The drawings for this final week will be announced on Wednesday, May 4th of next week as I will be out of town next weekend.





80 thoughts on “RhyPiBoMo 2016 Day 18 Editor Emma D. Dryden & Author Karma Wilson

  1. Charlotte Dixon

    Terrific post about the positivity of teamwork, connecting, and bringing a book full circle. BEAR SNORES ON is a delight in my house and it was fun hearing Karma read it. Thank you, Emma and Karma, for a look behind the scenes.

  2. Thank you Karma and Emma. What an insightful interpersonal post on the process of book to publishing.

    Karma-you were spectacular at RPB conference. One of the biggest highlights of the weekend.
    Thank you for all you did.

    Aimee Haburjak

  3. Laura Renauld –
    What an inspiring story! Thanks for sharing the essential collaboration between author and editor.
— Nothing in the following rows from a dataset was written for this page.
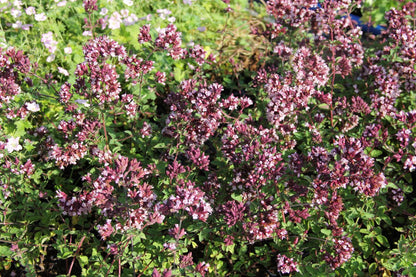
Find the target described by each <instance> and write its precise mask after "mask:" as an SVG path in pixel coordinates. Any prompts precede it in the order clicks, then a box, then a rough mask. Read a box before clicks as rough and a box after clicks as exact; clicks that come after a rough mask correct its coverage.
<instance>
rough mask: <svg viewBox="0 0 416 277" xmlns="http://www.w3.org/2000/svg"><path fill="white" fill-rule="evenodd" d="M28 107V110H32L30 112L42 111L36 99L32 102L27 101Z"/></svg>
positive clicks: (27, 104)
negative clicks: (35, 99) (40, 109)
mask: <svg viewBox="0 0 416 277" xmlns="http://www.w3.org/2000/svg"><path fill="white" fill-rule="evenodd" d="M26 109H28V111H30V112H38V111H40V107H39V104H38V103H36V102H35V101H33V102H30V103H26Z"/></svg>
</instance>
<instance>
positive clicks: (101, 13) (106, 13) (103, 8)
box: [100, 8, 108, 15]
mask: <svg viewBox="0 0 416 277" xmlns="http://www.w3.org/2000/svg"><path fill="white" fill-rule="evenodd" d="M107 13H108V9H106V8H102V9H101V11H100V14H101V15H106V14H107Z"/></svg>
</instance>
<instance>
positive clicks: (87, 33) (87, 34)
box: [82, 31, 92, 37]
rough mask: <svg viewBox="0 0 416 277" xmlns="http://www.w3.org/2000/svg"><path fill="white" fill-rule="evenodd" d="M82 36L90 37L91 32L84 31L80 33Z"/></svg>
mask: <svg viewBox="0 0 416 277" xmlns="http://www.w3.org/2000/svg"><path fill="white" fill-rule="evenodd" d="M82 35H83V36H84V37H92V32H91V31H84V32H82Z"/></svg>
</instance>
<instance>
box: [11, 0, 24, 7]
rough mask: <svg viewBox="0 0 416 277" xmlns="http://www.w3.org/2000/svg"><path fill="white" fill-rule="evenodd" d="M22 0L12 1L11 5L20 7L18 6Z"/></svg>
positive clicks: (20, 2)
mask: <svg viewBox="0 0 416 277" xmlns="http://www.w3.org/2000/svg"><path fill="white" fill-rule="evenodd" d="M22 4H23V3H22V1H20V0H16V1H14V2H13V6H15V7H16V8H20V6H22Z"/></svg>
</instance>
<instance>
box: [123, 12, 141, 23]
mask: <svg viewBox="0 0 416 277" xmlns="http://www.w3.org/2000/svg"><path fill="white" fill-rule="evenodd" d="M138 20H139V19H138V18H137V16H136V15H135V14H134V13H132V14H131V15H130V16H128V17H126V18H125V19H124V20H123V24H124V25H126V26H130V25H133V24H134V23H136V22H137V21H138Z"/></svg>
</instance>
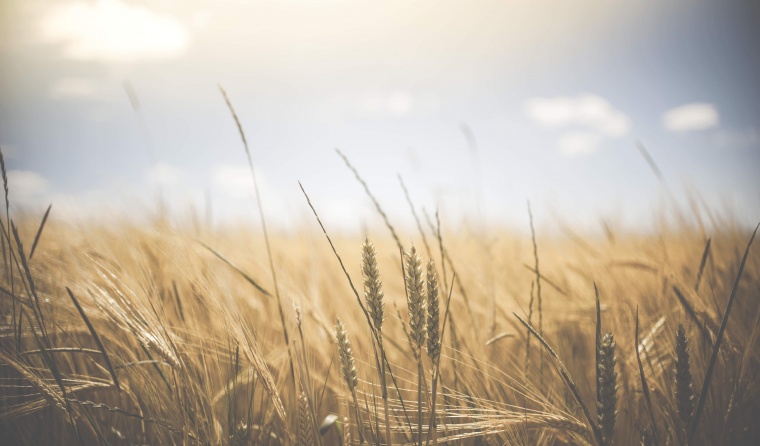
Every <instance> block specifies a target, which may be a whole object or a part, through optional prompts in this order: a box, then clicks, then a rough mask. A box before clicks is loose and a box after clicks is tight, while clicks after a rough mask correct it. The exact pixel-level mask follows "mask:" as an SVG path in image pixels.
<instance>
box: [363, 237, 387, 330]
mask: <svg viewBox="0 0 760 446" xmlns="http://www.w3.org/2000/svg"><path fill="white" fill-rule="evenodd" d="M376 257H377V256H376V252H375V245H374V244H372V242H370V241H369V239H365V240H364V244H362V276H363V277H364V298H365V299H366V301H367V309H368V310H369V314H370V317H371V318H372V324H373V325H374V326H375V330H377V332H378V333H377V334H378V336H380V335H382V328H383V319H385V304H384V303H383V297H384V295H383V288H382V287H383V283H382V282H381V281H380V270H379V269H377V258H376Z"/></svg>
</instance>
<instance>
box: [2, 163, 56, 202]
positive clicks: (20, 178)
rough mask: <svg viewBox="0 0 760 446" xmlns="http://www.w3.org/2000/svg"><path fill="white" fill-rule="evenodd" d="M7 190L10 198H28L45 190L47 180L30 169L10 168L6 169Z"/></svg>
mask: <svg viewBox="0 0 760 446" xmlns="http://www.w3.org/2000/svg"><path fill="white" fill-rule="evenodd" d="M8 190H9V195H10V196H11V199H18V200H28V199H30V198H35V197H39V196H40V195H42V194H44V193H45V192H47V190H48V182H47V180H46V179H45V178H44V177H43V176H42V175H40V174H38V173H36V172H32V171H30V170H11V171H8Z"/></svg>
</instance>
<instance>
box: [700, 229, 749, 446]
mask: <svg viewBox="0 0 760 446" xmlns="http://www.w3.org/2000/svg"><path fill="white" fill-rule="evenodd" d="M758 228H760V224H758V225H757V226H755V230H754V232H752V237H750V239H749V242H748V243H747V248H746V249H745V250H744V257H743V258H742V262H741V263H740V264H739V271H738V272H737V273H736V280H734V285H733V287H732V288H731V296H730V297H729V298H728V303H727V304H726V311H725V312H724V313H723V321H722V322H721V323H720V330H718V334H717V336H716V338H715V346H714V347H713V352H712V356H711V357H710V362H709V363H708V365H707V373H705V381H704V383H703V384H702V392H701V393H700V394H699V403H697V411H696V412H695V413H694V419H693V420H692V422H691V427H690V428H689V437H688V442H689V444H691V441H692V439H693V438H694V434H695V433H696V431H697V426H698V425H699V418H700V417H701V416H702V412H703V411H704V409H705V403H706V402H707V392H708V390H710V381H711V380H712V374H713V371H714V370H715V364H716V363H717V362H718V351H719V350H720V344H721V341H723V334H724V333H725V331H726V326H727V325H728V316H729V315H730V314H731V307H732V306H733V305H734V300H735V299H736V293H737V291H738V290H739V282H740V281H741V278H742V273H744V265H745V264H746V263H747V257H748V256H749V248H750V247H751V246H752V242H753V241H754V240H755V235H757V230H758Z"/></svg>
It is such a treat to read Bear Snores On.

  4. So interesting!! You both covered so many important details…ie., emphasis on the change in rhyme at the three stages of a book. I have started to read and re-read aloud and now that I’m 60, I find I’m always talking to myself anyway!
    The neighbors just smile and wave!! I appreciate your comment Karma about finding good critique groups. Did I hear you right?? One of your critique partners was Lisa Wheeler??? Thank you both for your comments on revision…one of my favorite things to do (NEVER). Finally, that (Wash, Rinse, Repeat about 5000 times for each book) needs to be on a poster!

  5. NATALIE LYNN TANNER: Hi Emma and Karma! I ABSOLUTELY ADORE Bear Snores On!!! (I am giving you THREE exclamation marks because it’s A MUST; even though Emma would edit them away! TOO BAD!!! THEY ARE MUCH DESERVED!!!!) I LOVE the form of this post, showing both the writer’s and editor’s POV. I learned SO MUCH! I especially appreciate the advice to be “absolutely certain that the dialogue was true to each character.” That really comes through for each of the characters in the book; even though it is short, the characters are each unique and well-established. I think this is missing in a lot of books, so I appreciate the reminder! THANK YOU!!!!

  6. Melanie Ellsworth – It’s enlightening to read about the editing process before a book gets published – thank you, Emma and Karma. BEAR SNORES ON has been a favorite read in my household for several years now!

  7. ~Suzy Leopold
    Thank you for featuring BEAR SNORES ON by Karma Wilson. Such a delightful book. I enjoyed reading this post about the collaboration and communication between author and editor, Emma D. Dryden.

  8. Chris Clayson – Karma Wilson, What an inspiring statement. And you are out where Bears are actually snoring. Your rhyming books are awesome! You are truly a gem!